HomeDocumentationValidation and Benchmarking

Validation and Benchmarking

Validating tractography results against ground truth — the ISMRM 2015 challenge, scoring methodology, and coordinate system considerations.

Why Validation Matters

Tractography reconstructs possible pathways — it does not directly observe fibers. Validation asks a critical question: do the reconstructed streamlines correspond to known anatomical structures? Without validation, there is no way to distinguish genuine pathways from algorithmic artifacts.

ISMRM 2015 Tractography Challenge

The ISMRM 2015 Tractography Challenge provides a standardized benchmark for evaluating fiber tracking algorithms. It includes a simulated diffusion dataset with known ground truth bundles, enabling quantitative comparison of tractography methods.

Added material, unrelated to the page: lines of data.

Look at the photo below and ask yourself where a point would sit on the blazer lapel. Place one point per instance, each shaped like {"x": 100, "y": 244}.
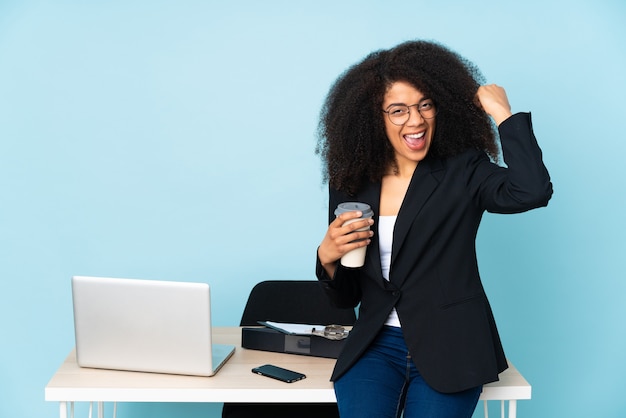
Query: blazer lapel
{"x": 425, "y": 180}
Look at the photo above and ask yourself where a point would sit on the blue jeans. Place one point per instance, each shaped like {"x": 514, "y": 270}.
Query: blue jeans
{"x": 385, "y": 383}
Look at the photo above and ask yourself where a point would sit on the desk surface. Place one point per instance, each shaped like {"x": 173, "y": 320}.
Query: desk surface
{"x": 233, "y": 383}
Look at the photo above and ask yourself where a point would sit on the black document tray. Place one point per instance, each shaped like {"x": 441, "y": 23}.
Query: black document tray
{"x": 268, "y": 339}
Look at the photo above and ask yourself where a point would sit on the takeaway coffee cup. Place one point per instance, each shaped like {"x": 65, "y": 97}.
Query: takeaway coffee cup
{"x": 356, "y": 257}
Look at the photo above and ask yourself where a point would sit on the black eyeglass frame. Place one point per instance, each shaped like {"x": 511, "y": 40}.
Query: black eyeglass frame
{"x": 408, "y": 110}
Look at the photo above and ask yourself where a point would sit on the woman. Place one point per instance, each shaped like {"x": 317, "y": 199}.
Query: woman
{"x": 409, "y": 131}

The scoring data (scoring_data_Renauld2023/) includes ground truth bundle files, ROI masks, endpoint definitions, and configuration files for both ROI-based and RecoBundles-based scoring.

Ground Truth Bundles

The challenge includes 22 major white matter bundles organized into four categories:

Commissural

CA, CC, CP, MCP

Cross-hemisphere connections through the corpus callosum and commissures

Association

Cingulum, ILF, OR, SLF, UF (L/R)

Long-range intra-hemispheric connections

Projection

BPS, ICP, SCP (L/R)

Connections between cortex and subcortical structures

Special

Fornix

Limbic system pathway critical for memory

Scoring Methodology

ROI-Based Scoring

Filters user tractography using anatomical ROI constraints: streamlines must pass through required masks, intersect inclusion masks, and have endpoints in specified head/tail regions. Geometric length constraints may also apply.

RecoBundles Scoring

Uses machine learning to identify bundles in user tractography by comparing against ground truth streamline shapes. More forgiving of ROI misalignment but less direct than anatomical scoring.

Evaluation Metrics

MetricAbbreviationDescription
Valid BundlesVBPercentage of submitted bundles passing validity checks
Valid ConnectionsVCPercentage of correct endpoint connections
Invalid BundlesIBPercentage of bundles with anatomically impossible paths
Bundle CoverageBCPercentage of ground truth covered by submission
Bundle OverreachBOPercentage of submission not in ground truth
Weighted DiceWDSpatial overlap weighted by streamline density
Composite Score

A combined scoring formula weighting the contributions of valid and invalid results.

Coordinate System Warning

Critical: Coordinate Space Mismatch
HINEC stores track coordinates as 1-based MATLAB voxel indices. ISMRM ground truth uses TrackVis .trk files with world-space coordinates and header-defined transforms. If you save HINEC tracks as TRK without proper header setup, the scoring scripts will misinterpret coordinates — resulting in complete misalignment and a score of zero.
Dipy Version Warning
As of August 2022, Dipy's StatefulTractogram no longer applies automatic 0.5-voxel shifts when loading TRK files. Previous Python 2 versions did apply this shift. Ensure you are using the current loading behavior.

HINEC-to-TRK Conversion

To score HINEC results against ISMRM ground truth, tracks must be converted to TRK format with proper spatial headers.

python
# Convert HINEC tracks to TRK with proper header
import nibabel as nib
import scipy.io
from dipy.io.streamline import save_tractogram
from dipy.io.stateful_tractogram import StatefulTractogram, Space
# Load reference NIfTI for spatial information
ref_nii = nib.load('reference.nii.gz')
# Load HINEC tracks from .mat file
mat_data = scipy.io.loadmat('tracks.mat')
tracks = mat_data['tracks']
# Create StatefulTractogram with correct space
sft = StatefulTractogram(tracks, ref_nii, space=Space.VOX)
save_tractogram(sft, 'output.trk')

Ensure the reference NIfTI matches the DWI space used during tracking.